You are trialling the application of the ELSA battery storage system for a large building, the E.On Energy Research Center. Which services is the ELSA battery storage system providing at your pilot site?
We apply a hierarchical district energy management system, which coordinates the blocks of energy units within the district in order to provide demand response services. In this sense, it is not simply the ELSA battery storage system that provides services, but the overall (flexible) intelligent coordinated devices in the district. This, for example, includes also flexibility gained from thermal storage. Our district management system will coordinate the blocks of energy units in order to follow the renewable generation on system level, minimize the CO2 emissions on system level, but also react to dynamic price signals so that the total energy costs of the district are reduced.
What are the long-term benefits you expect from installing the ELSA system?

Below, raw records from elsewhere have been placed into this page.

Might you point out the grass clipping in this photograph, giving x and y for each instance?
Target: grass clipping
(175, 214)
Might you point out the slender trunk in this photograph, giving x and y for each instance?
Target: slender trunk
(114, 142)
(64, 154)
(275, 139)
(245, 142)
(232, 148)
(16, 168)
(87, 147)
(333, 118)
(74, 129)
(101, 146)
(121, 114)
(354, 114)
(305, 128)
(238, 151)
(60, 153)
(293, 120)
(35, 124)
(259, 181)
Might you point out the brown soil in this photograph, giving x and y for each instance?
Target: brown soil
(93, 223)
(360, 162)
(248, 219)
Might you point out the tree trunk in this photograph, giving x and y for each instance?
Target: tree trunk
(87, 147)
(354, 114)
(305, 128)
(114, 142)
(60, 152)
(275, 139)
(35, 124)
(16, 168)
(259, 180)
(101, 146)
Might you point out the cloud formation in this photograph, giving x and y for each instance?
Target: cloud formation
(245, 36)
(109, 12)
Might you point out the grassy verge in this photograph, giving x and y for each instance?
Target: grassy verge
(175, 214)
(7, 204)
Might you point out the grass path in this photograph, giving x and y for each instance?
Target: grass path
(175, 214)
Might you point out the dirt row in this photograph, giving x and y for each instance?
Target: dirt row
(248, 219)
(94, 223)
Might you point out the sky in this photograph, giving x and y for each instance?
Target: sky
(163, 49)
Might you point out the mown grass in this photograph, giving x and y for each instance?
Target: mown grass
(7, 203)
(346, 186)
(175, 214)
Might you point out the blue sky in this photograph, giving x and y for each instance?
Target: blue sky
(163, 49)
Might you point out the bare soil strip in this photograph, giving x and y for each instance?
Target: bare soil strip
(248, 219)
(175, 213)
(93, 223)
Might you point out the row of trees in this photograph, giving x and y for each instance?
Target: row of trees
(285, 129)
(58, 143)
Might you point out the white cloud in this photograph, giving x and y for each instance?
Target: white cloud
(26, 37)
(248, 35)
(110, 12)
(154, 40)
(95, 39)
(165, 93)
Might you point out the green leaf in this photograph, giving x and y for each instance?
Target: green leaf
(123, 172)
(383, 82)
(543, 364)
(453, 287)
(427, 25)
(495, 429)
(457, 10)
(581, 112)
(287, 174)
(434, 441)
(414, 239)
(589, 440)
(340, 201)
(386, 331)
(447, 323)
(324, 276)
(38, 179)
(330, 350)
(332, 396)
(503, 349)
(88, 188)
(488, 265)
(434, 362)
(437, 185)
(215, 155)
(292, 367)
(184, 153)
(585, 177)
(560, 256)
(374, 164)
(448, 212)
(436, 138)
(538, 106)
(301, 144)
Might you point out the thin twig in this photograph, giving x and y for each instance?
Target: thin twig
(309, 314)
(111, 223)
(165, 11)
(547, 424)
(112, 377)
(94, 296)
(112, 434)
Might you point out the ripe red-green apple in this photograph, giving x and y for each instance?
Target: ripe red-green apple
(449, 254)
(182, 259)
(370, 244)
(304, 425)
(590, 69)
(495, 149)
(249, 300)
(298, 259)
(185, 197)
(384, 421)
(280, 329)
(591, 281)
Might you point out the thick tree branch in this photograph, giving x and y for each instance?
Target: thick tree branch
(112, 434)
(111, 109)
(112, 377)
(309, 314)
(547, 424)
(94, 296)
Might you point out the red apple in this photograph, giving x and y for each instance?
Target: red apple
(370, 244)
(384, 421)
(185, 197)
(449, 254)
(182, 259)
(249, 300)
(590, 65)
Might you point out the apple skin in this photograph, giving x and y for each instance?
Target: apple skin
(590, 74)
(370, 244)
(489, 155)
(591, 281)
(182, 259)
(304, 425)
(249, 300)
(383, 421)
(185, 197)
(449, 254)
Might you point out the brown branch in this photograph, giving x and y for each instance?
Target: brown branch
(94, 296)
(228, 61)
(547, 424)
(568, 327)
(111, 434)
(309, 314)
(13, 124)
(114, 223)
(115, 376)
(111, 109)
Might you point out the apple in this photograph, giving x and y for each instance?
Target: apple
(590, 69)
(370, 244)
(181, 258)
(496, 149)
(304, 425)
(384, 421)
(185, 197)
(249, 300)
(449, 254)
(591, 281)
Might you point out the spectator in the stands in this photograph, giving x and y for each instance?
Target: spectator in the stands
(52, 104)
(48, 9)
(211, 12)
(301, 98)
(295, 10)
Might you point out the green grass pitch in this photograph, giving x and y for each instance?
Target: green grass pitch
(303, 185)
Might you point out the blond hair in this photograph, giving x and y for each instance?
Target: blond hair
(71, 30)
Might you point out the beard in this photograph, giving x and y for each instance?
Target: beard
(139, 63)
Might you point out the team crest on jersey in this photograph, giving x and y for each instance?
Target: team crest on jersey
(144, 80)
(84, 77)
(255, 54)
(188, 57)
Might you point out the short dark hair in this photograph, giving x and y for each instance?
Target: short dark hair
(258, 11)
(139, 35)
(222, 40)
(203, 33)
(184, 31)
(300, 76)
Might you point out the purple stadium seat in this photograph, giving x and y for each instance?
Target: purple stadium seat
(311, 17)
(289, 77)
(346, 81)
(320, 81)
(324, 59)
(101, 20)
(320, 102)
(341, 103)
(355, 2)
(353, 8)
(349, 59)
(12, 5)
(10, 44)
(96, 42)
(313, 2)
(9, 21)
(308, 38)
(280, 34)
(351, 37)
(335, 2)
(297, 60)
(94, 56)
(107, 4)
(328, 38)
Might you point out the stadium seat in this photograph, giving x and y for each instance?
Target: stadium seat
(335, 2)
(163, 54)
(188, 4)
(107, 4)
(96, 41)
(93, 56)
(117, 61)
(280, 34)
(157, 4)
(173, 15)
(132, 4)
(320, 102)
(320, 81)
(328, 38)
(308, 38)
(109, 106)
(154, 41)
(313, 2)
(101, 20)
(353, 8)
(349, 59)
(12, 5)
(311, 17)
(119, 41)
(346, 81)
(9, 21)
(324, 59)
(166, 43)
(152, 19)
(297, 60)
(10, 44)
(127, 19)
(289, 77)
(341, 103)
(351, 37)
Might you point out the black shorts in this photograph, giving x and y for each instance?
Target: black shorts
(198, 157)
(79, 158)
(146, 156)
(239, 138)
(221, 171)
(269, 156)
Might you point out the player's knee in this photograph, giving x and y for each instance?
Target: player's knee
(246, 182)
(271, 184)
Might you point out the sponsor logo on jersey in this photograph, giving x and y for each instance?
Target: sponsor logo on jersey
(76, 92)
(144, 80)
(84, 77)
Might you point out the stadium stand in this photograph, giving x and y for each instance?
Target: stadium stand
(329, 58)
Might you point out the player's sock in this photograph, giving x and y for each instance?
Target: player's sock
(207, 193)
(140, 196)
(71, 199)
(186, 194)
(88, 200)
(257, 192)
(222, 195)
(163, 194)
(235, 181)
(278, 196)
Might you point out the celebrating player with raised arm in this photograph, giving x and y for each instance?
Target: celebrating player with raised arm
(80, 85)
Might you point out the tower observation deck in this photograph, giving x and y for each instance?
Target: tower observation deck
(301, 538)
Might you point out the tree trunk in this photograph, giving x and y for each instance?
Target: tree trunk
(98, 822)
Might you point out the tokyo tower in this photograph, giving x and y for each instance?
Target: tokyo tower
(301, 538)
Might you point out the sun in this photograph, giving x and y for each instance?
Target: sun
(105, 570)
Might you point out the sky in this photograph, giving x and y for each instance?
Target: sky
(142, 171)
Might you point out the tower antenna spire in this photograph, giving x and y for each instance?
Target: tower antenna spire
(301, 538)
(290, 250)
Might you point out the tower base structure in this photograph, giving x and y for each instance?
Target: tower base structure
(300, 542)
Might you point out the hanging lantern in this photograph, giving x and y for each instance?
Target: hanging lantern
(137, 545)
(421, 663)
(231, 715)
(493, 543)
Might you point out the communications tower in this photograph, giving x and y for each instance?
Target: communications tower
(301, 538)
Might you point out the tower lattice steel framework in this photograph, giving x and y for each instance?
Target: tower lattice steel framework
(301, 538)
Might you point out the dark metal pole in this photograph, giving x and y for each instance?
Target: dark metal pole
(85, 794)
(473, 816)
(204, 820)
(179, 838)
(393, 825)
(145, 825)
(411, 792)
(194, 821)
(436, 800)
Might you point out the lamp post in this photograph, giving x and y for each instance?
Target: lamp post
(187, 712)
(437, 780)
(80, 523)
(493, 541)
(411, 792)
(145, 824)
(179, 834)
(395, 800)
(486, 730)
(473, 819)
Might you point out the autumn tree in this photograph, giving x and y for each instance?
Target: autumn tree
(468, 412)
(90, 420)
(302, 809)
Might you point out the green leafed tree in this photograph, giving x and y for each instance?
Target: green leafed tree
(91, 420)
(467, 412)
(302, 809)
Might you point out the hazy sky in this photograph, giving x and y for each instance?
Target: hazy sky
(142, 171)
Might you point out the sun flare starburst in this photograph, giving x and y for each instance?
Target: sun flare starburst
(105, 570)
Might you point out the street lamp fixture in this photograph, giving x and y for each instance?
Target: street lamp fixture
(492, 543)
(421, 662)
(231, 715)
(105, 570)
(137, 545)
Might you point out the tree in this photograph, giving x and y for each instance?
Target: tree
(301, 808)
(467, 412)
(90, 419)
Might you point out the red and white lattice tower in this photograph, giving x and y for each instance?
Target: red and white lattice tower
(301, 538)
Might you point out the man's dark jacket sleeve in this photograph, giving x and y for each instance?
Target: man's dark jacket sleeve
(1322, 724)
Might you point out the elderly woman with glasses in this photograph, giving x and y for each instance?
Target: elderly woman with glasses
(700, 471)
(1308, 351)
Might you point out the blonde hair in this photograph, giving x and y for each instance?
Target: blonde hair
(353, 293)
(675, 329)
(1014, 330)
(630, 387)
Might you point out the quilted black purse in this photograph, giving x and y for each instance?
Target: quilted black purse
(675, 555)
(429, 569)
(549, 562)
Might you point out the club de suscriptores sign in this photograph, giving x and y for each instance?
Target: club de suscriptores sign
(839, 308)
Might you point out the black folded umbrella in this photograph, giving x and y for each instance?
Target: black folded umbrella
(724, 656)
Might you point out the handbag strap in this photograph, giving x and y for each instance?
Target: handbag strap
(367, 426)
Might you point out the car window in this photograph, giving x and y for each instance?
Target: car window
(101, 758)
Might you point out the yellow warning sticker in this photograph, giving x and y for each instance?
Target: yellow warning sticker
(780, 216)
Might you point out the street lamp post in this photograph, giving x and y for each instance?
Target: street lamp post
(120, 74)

In the past, we implemented many successful analyses and experiments that only involved the main building´s energy management system. However, now we are looking forward to expand the experiments and investigate how the intelligent energy management including flexibility from the ELSA 2nd life battery will improve the total flexibility utilization at district level. The additional installation of the ELSA battery at district level thus provides a new degree of freedom for the efficient performance of the use cases. The additional flexibility will lead to additional cost and CO2 savings.